Monday, March 29, 2021

The Donnas - Gold Medal (2004)

I'd all but forgotten about this blog until someone asked me about it the other day. So, here we go again. 




Versions:
LP
CD

Tracklisting:
1. I Don't Want To Know (If You Don't Want Me)
2. Friends Like Mine
3. Don't Break Me Down
4. Fall Behind Me
5. Is That All You've Got For Me
6. It's So Hard
7. The Gold Medal
8. Out Of My Hands
9. It Takes One To Know One
10. Revolver
11. Have You No Pride

Best Tracks:
I Don't Want To Know (If You Don't Want Me)
The Gold Medal
Fall Behind Me

Currently listening to:
LP

I first became aware of The Donnas just after they released The Donnas Turn 21. My group of high school friends were quite taken with them, as was I. While my friends' hormonal admiration was centred on the fact that they were a group of young women playing guitars (I don't think it really mattered what music they were playing), I was more enamoured with their tales of partying and chasing boys - which was my secret goal in life in my late teens. It was all good fun, and The Donna went from strength to strength in the early 00's, releasing the wonderful Spend The Night then this, Gold Medal, in 2004. 

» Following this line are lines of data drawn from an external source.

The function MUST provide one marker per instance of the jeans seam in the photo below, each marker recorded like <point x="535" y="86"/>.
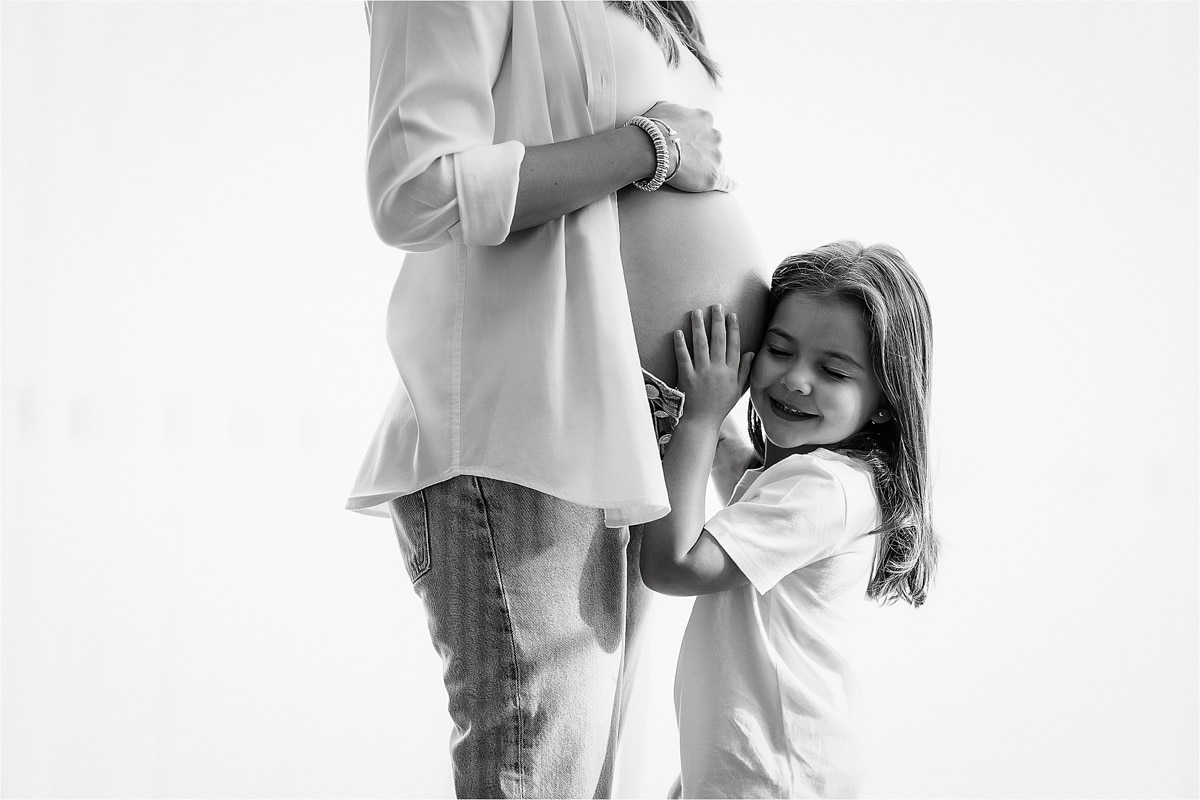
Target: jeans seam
<point x="513" y="644"/>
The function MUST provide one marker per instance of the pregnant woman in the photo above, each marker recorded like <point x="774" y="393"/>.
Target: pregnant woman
<point x="529" y="324"/>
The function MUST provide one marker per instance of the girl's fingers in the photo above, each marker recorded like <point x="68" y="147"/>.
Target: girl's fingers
<point x="744" y="368"/>
<point x="717" y="338"/>
<point x="683" y="359"/>
<point x="733" y="341"/>
<point x="699" y="338"/>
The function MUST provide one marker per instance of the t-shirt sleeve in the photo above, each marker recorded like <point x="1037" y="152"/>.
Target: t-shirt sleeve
<point x="799" y="511"/>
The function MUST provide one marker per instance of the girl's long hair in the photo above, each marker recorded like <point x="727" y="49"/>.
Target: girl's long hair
<point x="895" y="311"/>
<point x="671" y="23"/>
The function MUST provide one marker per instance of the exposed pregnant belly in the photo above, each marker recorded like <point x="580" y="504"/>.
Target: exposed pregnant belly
<point x="683" y="251"/>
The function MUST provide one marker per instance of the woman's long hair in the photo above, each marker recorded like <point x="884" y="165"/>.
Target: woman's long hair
<point x="879" y="280"/>
<point x="671" y="23"/>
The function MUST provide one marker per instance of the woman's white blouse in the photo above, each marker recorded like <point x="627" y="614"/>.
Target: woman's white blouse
<point x="516" y="353"/>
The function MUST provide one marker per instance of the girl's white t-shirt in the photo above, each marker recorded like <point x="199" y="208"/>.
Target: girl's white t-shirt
<point x="766" y="702"/>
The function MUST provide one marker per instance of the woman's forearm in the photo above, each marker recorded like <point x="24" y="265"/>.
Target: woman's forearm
<point x="557" y="179"/>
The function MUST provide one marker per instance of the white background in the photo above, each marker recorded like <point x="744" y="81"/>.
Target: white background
<point x="193" y="361"/>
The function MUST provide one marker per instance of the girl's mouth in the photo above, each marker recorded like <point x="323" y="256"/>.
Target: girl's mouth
<point x="789" y="413"/>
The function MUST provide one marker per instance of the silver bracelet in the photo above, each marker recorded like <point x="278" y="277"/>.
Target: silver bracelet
<point x="672" y="138"/>
<point x="661" y="154"/>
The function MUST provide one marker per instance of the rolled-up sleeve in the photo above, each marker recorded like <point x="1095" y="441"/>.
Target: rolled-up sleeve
<point x="435" y="175"/>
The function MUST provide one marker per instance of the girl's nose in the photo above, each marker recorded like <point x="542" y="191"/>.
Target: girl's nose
<point x="797" y="380"/>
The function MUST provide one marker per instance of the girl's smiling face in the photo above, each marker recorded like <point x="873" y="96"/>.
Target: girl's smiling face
<point x="813" y="383"/>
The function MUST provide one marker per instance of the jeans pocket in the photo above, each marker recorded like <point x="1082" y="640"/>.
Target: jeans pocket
<point x="412" y="521"/>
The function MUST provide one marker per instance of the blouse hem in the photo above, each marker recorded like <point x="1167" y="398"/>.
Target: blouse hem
<point x="618" y="513"/>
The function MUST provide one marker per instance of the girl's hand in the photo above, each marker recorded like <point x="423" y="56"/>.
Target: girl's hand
<point x="714" y="377"/>
<point x="701" y="168"/>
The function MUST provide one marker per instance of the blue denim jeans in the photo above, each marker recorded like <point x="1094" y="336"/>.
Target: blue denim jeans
<point x="535" y="609"/>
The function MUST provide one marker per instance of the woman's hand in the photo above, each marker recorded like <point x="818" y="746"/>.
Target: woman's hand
<point x="701" y="168"/>
<point x="714" y="376"/>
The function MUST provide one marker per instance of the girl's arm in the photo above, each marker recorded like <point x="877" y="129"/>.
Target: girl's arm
<point x="678" y="555"/>
<point x="735" y="453"/>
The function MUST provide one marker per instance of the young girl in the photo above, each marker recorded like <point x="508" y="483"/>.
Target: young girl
<point x="839" y="510"/>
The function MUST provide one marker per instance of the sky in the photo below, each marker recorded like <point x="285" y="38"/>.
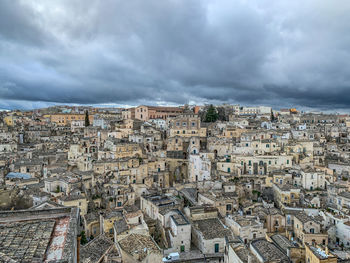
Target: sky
<point x="115" y="52"/>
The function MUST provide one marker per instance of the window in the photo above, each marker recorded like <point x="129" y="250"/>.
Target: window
<point x="216" y="248"/>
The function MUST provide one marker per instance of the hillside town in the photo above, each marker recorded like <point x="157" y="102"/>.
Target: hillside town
<point x="213" y="183"/>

Gold Medal tipped me from enthusiastic fan to obsessee for a time. While still rocking, this record was the hangover from the records that proceeded it. The beers and the 40 boys in 40 nights don't have the same appeal in the harsh light of morning, and it took The Donnas (an impressive) 6 albums to wake up miserable with sore heads. Instead of taking it off, The Donnas wanted you to fall behind them. From the anxiously obsessive 'I Don't Want To Know (If You Don't Want Me)' to the melancholic country of 'The Gold Medal', The Donnas got as close to catharsis as they ever would. And, Gold Medal is their best record because of it. 

Sadly, it was also their last hurrah. Their last album, the underwhelming Bitchin', followed three years later and lost all the momentum they'd gathered over the last 4 albums. Then they seemed to go out with a whimper. And, I've barely thought about them since.

When this album was reissued on vinyl last year, I wondered if I really needed to buy it. The few times I'd heard any Donnas song in the last 15 years were nostalgic reminders of road trips, friends and, funnily enough, partying and chasing boys (which I did touch on in a previous post). But did that need to be in my collection now?

It arrived today, so I guess the short answer is, yes. 17 years later, it's still pretty good, even if it is painfully nostalgic. I am continually surprised how dated music from the early 00's sounds now (not a criticism, by any means - just an observation), but Gold Medal holds up better than I had anticipated. I enjoyed it so much that I put Spend The Night on once it had finished. Which hasn't aged quite as well and is possibly even more nostalgic). I'm glad to finally add the vinyl copy to my record collection.